Rep. Patrick McHenry of North Carolina, the committee's top Republican, had questioned the need for the hearing — scheduled for Thursday — on the Health and Economic Recovery Omnibus Emergency Solutions Act. The bill already passed the House in May, but it has no Republican support and consideration in the full Senate is unlikely.
Waters told McHenry in a letter Tuesday that, with the pandemic "only getting worse" in the U.S., the committee needs to focus on measures such as expanding mortgage forbearance plans, as well as suspending debt collection and negative credit reporting.
“I cannot think of a better way to spend our Committee’s time than these legislative solutions to help American families during and beyond this pandemic,” Waters said in the letter.

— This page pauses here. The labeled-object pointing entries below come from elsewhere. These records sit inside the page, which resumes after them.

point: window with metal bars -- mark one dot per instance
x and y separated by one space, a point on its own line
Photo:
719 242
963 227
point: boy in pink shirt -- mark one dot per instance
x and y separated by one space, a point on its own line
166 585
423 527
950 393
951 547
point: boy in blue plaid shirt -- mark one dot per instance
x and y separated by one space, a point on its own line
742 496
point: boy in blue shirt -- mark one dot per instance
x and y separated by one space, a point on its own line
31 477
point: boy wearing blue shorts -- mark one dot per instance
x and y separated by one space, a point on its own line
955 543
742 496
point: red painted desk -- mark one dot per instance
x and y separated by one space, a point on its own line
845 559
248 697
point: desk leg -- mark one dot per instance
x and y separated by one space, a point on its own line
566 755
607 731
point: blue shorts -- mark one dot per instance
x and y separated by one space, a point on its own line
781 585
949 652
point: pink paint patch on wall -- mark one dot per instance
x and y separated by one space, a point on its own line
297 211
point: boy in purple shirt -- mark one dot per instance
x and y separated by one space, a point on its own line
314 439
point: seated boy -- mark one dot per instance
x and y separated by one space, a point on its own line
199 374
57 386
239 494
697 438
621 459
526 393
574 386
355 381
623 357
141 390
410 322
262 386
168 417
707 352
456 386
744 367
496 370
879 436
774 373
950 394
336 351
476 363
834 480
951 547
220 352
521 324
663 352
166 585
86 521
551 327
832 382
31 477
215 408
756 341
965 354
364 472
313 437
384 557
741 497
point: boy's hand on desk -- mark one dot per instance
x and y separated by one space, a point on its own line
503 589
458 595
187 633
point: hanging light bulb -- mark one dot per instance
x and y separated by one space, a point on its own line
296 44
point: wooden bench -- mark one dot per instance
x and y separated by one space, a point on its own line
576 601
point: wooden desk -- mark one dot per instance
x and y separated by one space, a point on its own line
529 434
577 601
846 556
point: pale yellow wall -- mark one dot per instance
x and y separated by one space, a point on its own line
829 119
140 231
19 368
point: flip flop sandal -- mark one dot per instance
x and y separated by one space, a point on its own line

Yet the HEROES Act has yet to gain bipartisan support, and GOP members have derided the bill as a "liberal wish list." Instead, Senate Republicans are debating a more middle-of-the-road stimulus package to provide relief following the passage in March of the Coronavirus Aid, Relief, and Economic Security Act.
Republicans are reportedly considering legislation that would make it easier for businesses to apply for Paycheck Protection Program loan forgiveness and enable student loan borrowers to defer payments.
McHenry wrote a letter to Waters last week asking her to cancel the hearing, noting that the HEROES Act did not even have Democrats’ unanimous support and that two Democrats on the committee, Reps. Cindy Axne of Iowa and Ben McAdams of Utah, voted against the legislation.
“Highlighting bills that have no chance of becoming law only exacerbates the anguish experienced by the nearly 18 million Americans who are officially unemployed and the 33 million who are currently receiving unemployment benefits,” McHenry said.
Waters rejected claims that the committee has been acting in a “purely partisan” manner in continuing to push the HEROES Act.
“Respectfully, that is plainly false,” Waters said. “In fact, I am proud that from the outset of this pandemic when we were first navigating the difficulties of continuing our important work without meeting in person, this Committee held nine bipartisan phone briefings. We then worked together to convene fully bipartisan virtual roundtables; at a time, I might add, when many other Committees were unable to cooperate on a bipartisan basis.”